A sea of nods agreed with him. ‘Too right, mate,’ Scott Lanyon answered. ‘I’ve felt like slitting my wrists ever since I left home.’

‘I know; the central reservation never looked so tempting.’

‘How was leaving home? Dreadful?’

‘Yep, pretty much. I’ve never felt like that in my life. It made the first day at Sandhurst feel like going to a fairground.’

‘I know. And all those KIAs out in Afghan didn’t help, all through fucking leave. My ma and pa were just glued to the TV. I just felt like a total bastard.’

They all grunted agreement.

That was the Monday night; they were to deploy on Saturday morning. The week was a whirl of administration and rituals. On the Tuesday morning Tom helped Trueman to check that all the squadron’s
bergen
rucksacks had a small blue and black marker painted on them, to identify them as King’s Dragoons bags in the airports at Brize Norton, Kandahar and Bastion. Then in the afternoon he had to help the guys make out their wills, as well as write his own. On the Wednesday morning they had an eight-mile run and that afternoon lessons on the
Vallon
metal detectors, and then they practised their barma drills. That night Tom and Trueman took 3 Troop out for a curry and few drinks, but nothing spilled over into a particularly late night.

On the Thursday morning they packed up their rooms,
putting all their kit, posters, pictures, books and trinkets into boxes and leaving them in the middle of the bare rooms, so that if they were killed it would be easy to get all their property back to their next of kin. In the afternoon they were issued their dog tags – lining up in the gymnasium to receive them from the regimental clerks – as well as their medical documents, and had all their passports checked.

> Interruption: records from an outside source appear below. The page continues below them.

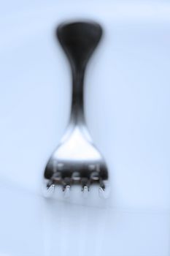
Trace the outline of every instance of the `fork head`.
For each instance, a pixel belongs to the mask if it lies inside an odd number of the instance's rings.
[[[85,195],[93,184],[98,184],[99,194],[104,196],[108,171],[101,153],[77,126],[66,132],[53,153],[44,178],[46,196],[54,192],[55,186],[61,187],[68,196],[72,187],[77,184]]]

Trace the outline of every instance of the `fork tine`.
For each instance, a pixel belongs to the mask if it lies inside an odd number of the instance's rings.
[[[70,186],[67,185],[64,189],[64,197],[68,198],[70,196]]]
[[[87,197],[88,195],[88,192],[89,192],[89,189],[88,186],[84,186],[83,189],[82,189],[82,195],[83,197]]]

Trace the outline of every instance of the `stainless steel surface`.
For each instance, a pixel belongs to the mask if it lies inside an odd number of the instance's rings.
[[[72,67],[72,100],[69,124],[65,135],[45,167],[46,196],[51,196],[55,186],[61,186],[64,196],[68,197],[72,187],[80,185],[86,197],[93,184],[98,186],[99,195],[107,195],[107,167],[88,130],[83,108],[85,67],[101,34],[101,26],[95,23],[64,23],[58,28],[58,39]]]

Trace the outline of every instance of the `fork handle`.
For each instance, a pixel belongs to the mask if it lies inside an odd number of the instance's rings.
[[[67,56],[72,72],[71,118],[74,123],[85,122],[83,91],[87,63],[102,34],[94,22],[62,23],[57,29],[58,39]]]

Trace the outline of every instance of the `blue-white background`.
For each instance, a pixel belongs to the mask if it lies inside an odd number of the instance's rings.
[[[170,3],[0,3],[0,255],[170,255]],[[46,202],[45,165],[66,126],[66,20],[101,23],[85,113],[112,192],[98,204]]]

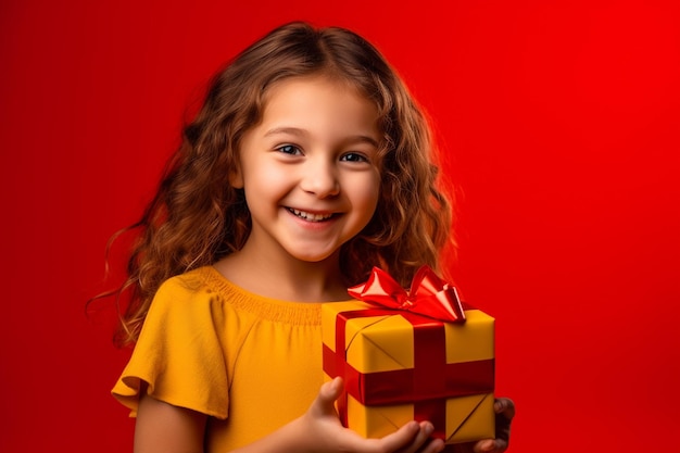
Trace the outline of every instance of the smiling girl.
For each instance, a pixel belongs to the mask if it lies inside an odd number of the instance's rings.
[[[439,268],[450,203],[428,125],[380,53],[342,28],[281,26],[214,78],[142,218],[113,395],[135,451],[437,452],[428,421],[343,428],[323,385],[320,306],[373,266]],[[507,448],[512,401],[499,399]],[[471,445],[470,445],[471,448]]]

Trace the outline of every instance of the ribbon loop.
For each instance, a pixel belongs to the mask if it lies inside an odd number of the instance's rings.
[[[405,310],[449,323],[464,323],[465,312],[454,286],[439,278],[429,266],[420,266],[406,291],[388,273],[374,267],[366,282],[348,289],[364,302]]]

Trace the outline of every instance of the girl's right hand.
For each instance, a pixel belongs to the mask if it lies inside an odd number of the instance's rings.
[[[316,400],[298,420],[311,452],[356,453],[435,453],[444,449],[441,439],[431,439],[432,424],[410,421],[395,432],[380,439],[365,439],[344,428],[338,418],[336,400],[342,394],[342,379],[322,386]],[[308,443],[307,443],[308,442]],[[304,450],[307,450],[306,448]]]

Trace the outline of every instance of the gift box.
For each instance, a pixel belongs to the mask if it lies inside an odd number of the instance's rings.
[[[378,268],[322,307],[324,373],[343,425],[366,438],[429,420],[446,443],[493,439],[494,318],[424,266],[408,291]]]

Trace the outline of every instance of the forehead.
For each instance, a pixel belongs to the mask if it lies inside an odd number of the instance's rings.
[[[291,77],[269,87],[262,124],[378,134],[378,109],[352,84],[327,76]]]

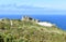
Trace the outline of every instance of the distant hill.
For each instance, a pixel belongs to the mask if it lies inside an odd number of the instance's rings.
[[[4,18],[0,20],[0,42],[66,42],[66,31],[56,26]]]

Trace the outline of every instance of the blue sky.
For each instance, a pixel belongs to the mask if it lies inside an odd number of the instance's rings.
[[[66,14],[66,0],[0,0],[0,14]]]

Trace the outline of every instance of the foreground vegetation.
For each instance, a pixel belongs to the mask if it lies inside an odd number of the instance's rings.
[[[0,42],[66,42],[66,32],[20,19],[0,20]]]

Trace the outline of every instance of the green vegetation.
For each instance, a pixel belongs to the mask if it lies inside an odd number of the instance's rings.
[[[66,42],[66,32],[20,19],[0,20],[0,42]]]

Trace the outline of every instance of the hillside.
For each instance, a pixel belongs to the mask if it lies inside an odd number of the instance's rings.
[[[10,23],[12,20],[12,25]],[[0,20],[0,42],[66,42],[66,32],[20,19]]]

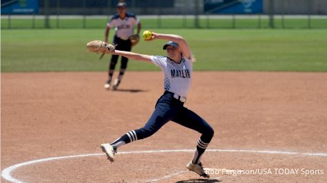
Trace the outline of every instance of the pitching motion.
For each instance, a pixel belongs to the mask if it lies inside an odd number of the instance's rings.
[[[102,40],[92,40],[86,44],[88,51],[102,53],[99,60],[101,60],[105,54],[110,54],[114,52],[116,46],[117,45],[107,44]]]
[[[151,37],[149,36],[151,34]],[[196,149],[192,160],[187,168],[200,176],[209,178],[203,169],[201,158],[213,136],[213,130],[210,125],[194,112],[184,106],[191,88],[193,77],[193,62],[195,60],[187,41],[174,34],[158,34],[147,32],[143,34],[148,40],[156,39],[169,40],[163,46],[167,56],[148,56],[120,51],[114,45],[105,45],[105,49],[89,49],[112,55],[120,55],[134,60],[154,64],[160,67],[165,75],[164,93],[158,99],[155,110],[145,125],[139,129],[131,130],[112,143],[101,145],[103,152],[111,162],[114,160],[117,149],[127,143],[148,138],[159,130],[165,124],[172,121],[201,134],[196,143]],[[98,43],[97,43],[98,44]],[[101,44],[100,44],[102,45]]]

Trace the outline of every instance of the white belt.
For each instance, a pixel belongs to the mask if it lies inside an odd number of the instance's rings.
[[[184,97],[180,97],[180,95],[174,93],[173,94],[173,97],[180,101],[182,101],[182,103],[184,103],[186,101],[186,98]]]

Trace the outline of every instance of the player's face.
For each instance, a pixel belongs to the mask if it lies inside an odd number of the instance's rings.
[[[178,47],[168,45],[166,47],[166,52],[168,57],[175,61],[179,61],[180,60],[181,51]]]
[[[125,14],[126,13],[126,8],[123,6],[118,7],[117,12],[119,14]]]

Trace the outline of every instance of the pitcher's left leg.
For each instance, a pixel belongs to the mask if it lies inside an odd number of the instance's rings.
[[[200,176],[209,178],[209,174],[206,173],[203,169],[201,158],[213,136],[213,129],[204,119],[186,108],[183,108],[178,113],[173,121],[202,134],[198,141],[193,159],[189,162],[187,167]]]

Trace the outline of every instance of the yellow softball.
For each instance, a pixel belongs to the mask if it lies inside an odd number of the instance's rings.
[[[143,32],[143,34],[142,36],[144,40],[150,40],[152,38],[152,32],[150,30],[147,30]]]

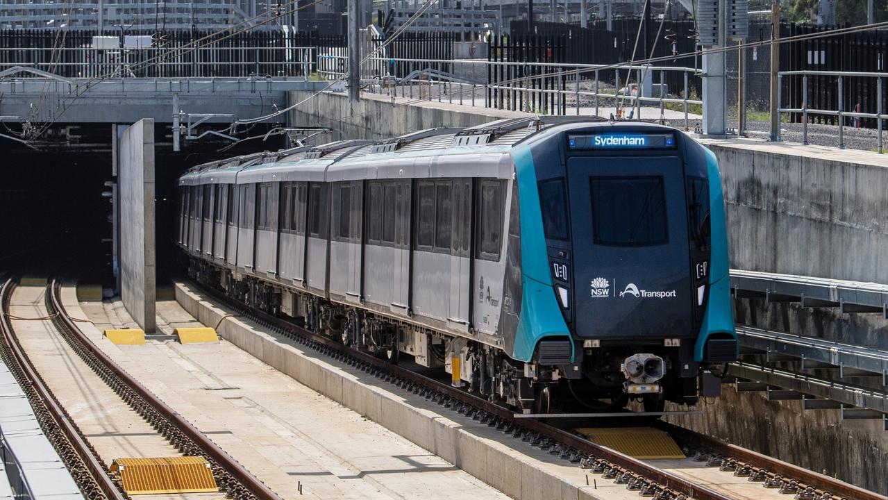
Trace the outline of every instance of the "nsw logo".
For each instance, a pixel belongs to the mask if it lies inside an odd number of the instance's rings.
[[[636,298],[641,296],[641,293],[638,291],[638,287],[635,286],[635,283],[629,283],[626,285],[626,290],[620,292],[620,297],[622,297],[627,293],[635,296]]]
[[[606,278],[598,277],[589,283],[589,289],[592,298],[608,297],[610,295],[610,282]]]

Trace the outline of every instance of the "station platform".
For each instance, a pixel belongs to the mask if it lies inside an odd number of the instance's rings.
[[[120,301],[62,297],[99,348],[282,498],[507,498],[230,342],[179,344],[176,328],[204,325],[176,302],[157,303],[144,345],[115,345],[101,330],[133,326]]]

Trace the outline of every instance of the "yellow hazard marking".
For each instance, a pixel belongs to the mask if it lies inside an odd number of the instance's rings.
[[[23,287],[44,287],[46,286],[46,276],[22,276],[19,280],[19,285]]]
[[[145,344],[145,331],[138,328],[107,329],[103,335],[112,344],[117,345],[141,345]]]
[[[202,456],[118,458],[111,463],[111,472],[120,474],[129,495],[218,491]]]
[[[200,344],[219,341],[218,336],[216,335],[216,329],[208,327],[178,328],[174,333],[178,337],[180,344]]]
[[[77,302],[101,302],[102,285],[77,285]]]
[[[585,427],[575,429],[596,444],[635,458],[685,458],[668,433],[652,427]]]

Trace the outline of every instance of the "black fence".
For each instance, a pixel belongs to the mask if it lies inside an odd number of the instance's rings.
[[[302,76],[312,72],[318,47],[345,46],[345,37],[318,32],[285,35],[253,30],[127,32],[94,46],[94,30],[63,36],[44,30],[0,31],[0,69],[23,66],[66,77]],[[147,43],[134,45],[132,36]],[[313,50],[298,50],[307,47]]]
[[[454,42],[456,36],[453,33],[419,32],[402,33],[392,41],[386,48],[386,54],[392,60],[411,59],[424,60],[451,60],[454,54]],[[385,38],[373,38],[375,44],[384,43]],[[389,63],[387,73],[403,78],[417,69],[435,69],[453,73],[452,63],[416,63],[393,61]]]
[[[566,88],[566,75],[557,75],[557,66],[526,63],[564,63],[566,47],[559,37],[513,34],[505,40],[488,43],[488,102],[494,107],[563,115],[567,103],[559,91]],[[489,106],[489,104],[488,104]]]
[[[817,33],[818,27],[789,25],[781,27],[781,36],[795,36]],[[816,38],[793,42],[781,46],[781,69],[811,71],[885,72],[888,55],[888,30],[850,33],[842,36]],[[839,78],[831,75],[809,75],[808,108],[835,111],[839,109]],[[782,102],[786,107],[798,108],[805,101],[805,78],[801,75],[783,77]],[[884,81],[883,85],[888,84]],[[876,113],[878,110],[878,82],[866,76],[842,78],[842,110]],[[888,110],[888,88],[882,91],[882,110]],[[801,113],[789,115],[790,120],[801,123]],[[837,124],[837,116],[809,115],[811,123]],[[845,125],[876,126],[873,118],[844,118]]]
[[[535,36],[544,44],[559,47],[554,56],[559,62],[573,64],[625,64],[630,60],[646,60],[651,57],[669,57],[694,52],[695,40],[689,37],[693,33],[694,21],[687,20],[666,20],[661,23],[653,20],[644,22],[638,31],[640,19],[613,20],[610,31],[603,21],[592,23],[583,28],[572,25],[558,23],[535,23]],[[659,36],[658,36],[659,34]],[[512,38],[527,36],[527,26],[512,29]],[[638,45],[636,38],[638,37]],[[511,41],[510,41],[511,42]],[[653,55],[652,55],[653,54]],[[660,61],[654,66],[670,67],[700,67],[699,55],[688,58],[675,58]],[[586,77],[591,77],[587,73]],[[621,80],[624,83],[626,70]],[[685,86],[685,76],[680,71],[667,71],[662,75],[654,72],[654,81],[665,83],[669,91],[680,95]],[[604,82],[616,83],[616,72],[602,72],[599,78]],[[662,79],[662,81],[661,81]],[[688,81],[690,95],[700,95],[699,77],[690,77]]]

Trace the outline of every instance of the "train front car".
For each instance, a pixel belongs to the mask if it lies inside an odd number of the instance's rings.
[[[738,344],[714,155],[628,123],[551,126],[511,155],[522,290],[506,350],[533,381],[515,402],[661,411],[718,395]]]

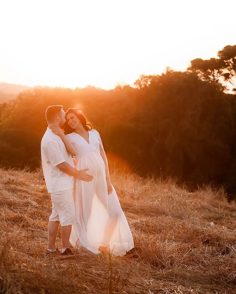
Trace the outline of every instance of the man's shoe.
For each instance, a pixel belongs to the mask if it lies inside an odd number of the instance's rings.
[[[61,252],[59,250],[58,250],[58,248],[56,248],[55,251],[53,251],[52,252],[51,252],[51,251],[49,251],[47,249],[46,253],[48,254],[54,255],[58,255],[59,254],[61,254]]]
[[[70,255],[74,255],[74,253],[70,250],[70,248],[67,248],[63,253],[61,253],[61,255],[68,255],[69,254]]]

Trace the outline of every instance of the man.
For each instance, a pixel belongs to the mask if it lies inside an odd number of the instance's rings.
[[[48,125],[54,124],[61,128],[64,127],[66,115],[62,105],[49,106],[46,110],[46,116]],[[59,252],[55,248],[55,242],[60,223],[61,254],[65,255],[72,253],[69,247],[71,225],[75,218],[73,195],[74,177],[86,181],[91,181],[93,177],[86,173],[88,169],[77,171],[74,167],[72,157],[67,151],[65,144],[72,148],[72,155],[76,155],[76,150],[67,141],[65,136],[64,137],[63,141],[48,127],[41,141],[41,156],[46,186],[52,202],[52,213],[48,224],[47,251],[52,253]]]

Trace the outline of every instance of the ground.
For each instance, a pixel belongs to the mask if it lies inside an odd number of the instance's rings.
[[[51,206],[41,173],[0,170],[0,293],[236,292],[236,204],[223,189],[191,193],[117,171],[112,179],[135,248],[62,260],[45,254]]]

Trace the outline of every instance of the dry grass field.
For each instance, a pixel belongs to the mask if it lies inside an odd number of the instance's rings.
[[[51,204],[40,173],[0,170],[0,293],[236,292],[236,205],[223,189],[112,177],[135,248],[124,257],[81,249],[62,260],[45,254]]]

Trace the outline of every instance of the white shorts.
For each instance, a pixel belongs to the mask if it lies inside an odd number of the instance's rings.
[[[73,225],[75,220],[73,189],[51,193],[52,212],[50,222],[59,222],[61,226]]]

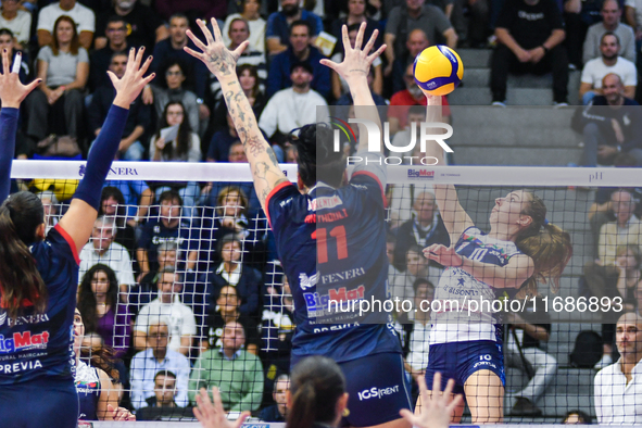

It all started to feel as though they were going on some kind of extreme package holiday.

Immediately they got their dog tags Tom and Clive debated how they were going to wear them. They came on a beaded metal necklace, and detailed in shallow punched capitals the bearer’s army number, his initials, blood group and religious denomination. There was great mileage in discussing how one wore these millstones of mortality. The rule was that they were to be worn around the neck, but there was an urban myth that it was bad luck to do this, as what would happen if your head was blown off and they were both lost? So some soldiers had one tag tied to a belt loop of their trousers or strung on one of their bootlaces.